Hohenegger, C., L. Kornblueh, D. Klocke, T. Becker, G. Cioni, J. F. Engels, U. Schulzweida, and B. Stevens, 2020: Climate statistics in global simulations of the atmosphere, from 80 to 2.5 km grid spacing. J. Meteor. Soc. Japan, 98,
Special Edition on DYAMOND: The DYnamics of the Atmospheric general circulation Modeled On Non-hydrostatic Domains,
Early Online Release Graphical Abstract with highlights
Plain Language Summary: General Circulation Models (GCMs) are complex tools embodying physical principles to represent the statistics of the climate system. Limitations in computer resources impose constraints on the resolution of such models and hence on the scales of the atmospheric processes that such models can explicitly represent. Both the chosen grid spacing and the employed model formulation affect the quality of a simulation. In this study, we examine the convergence behavior of a GCM by systematically varying its grid spacing. We objectively assess the convergence by comparing differences resulting from changes in grid spacing to differences resulting from using distinct model formulations.

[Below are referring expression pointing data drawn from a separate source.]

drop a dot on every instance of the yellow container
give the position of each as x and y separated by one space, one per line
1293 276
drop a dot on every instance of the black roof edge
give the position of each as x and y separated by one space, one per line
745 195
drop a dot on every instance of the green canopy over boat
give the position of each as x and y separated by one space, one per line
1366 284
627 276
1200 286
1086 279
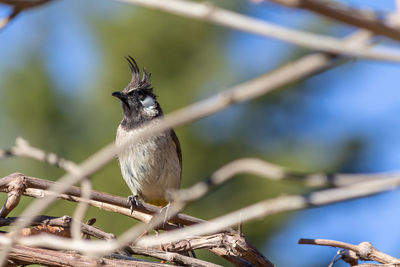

For the investigated statistics of the climate system, our study thus indicates at which grid spacing model formulation becomes more important than grid spacing.
- Forty-day global simulations have been performed with grid spacings down to 2.5 km and compared to an ensemble of eight distinct global storm-resolving models using kilometer-scale grid spacing.
- Using our convergence metric, we find that at least a grid spacing of 5 km is sufficient to capture 26 out of the 27 investigated climate statistics.
- Refining the grid spacing moves the simulations closer to observations, but climate statistics exhibiting weaker resolution dependencies are not necessarily associated with smaller biases.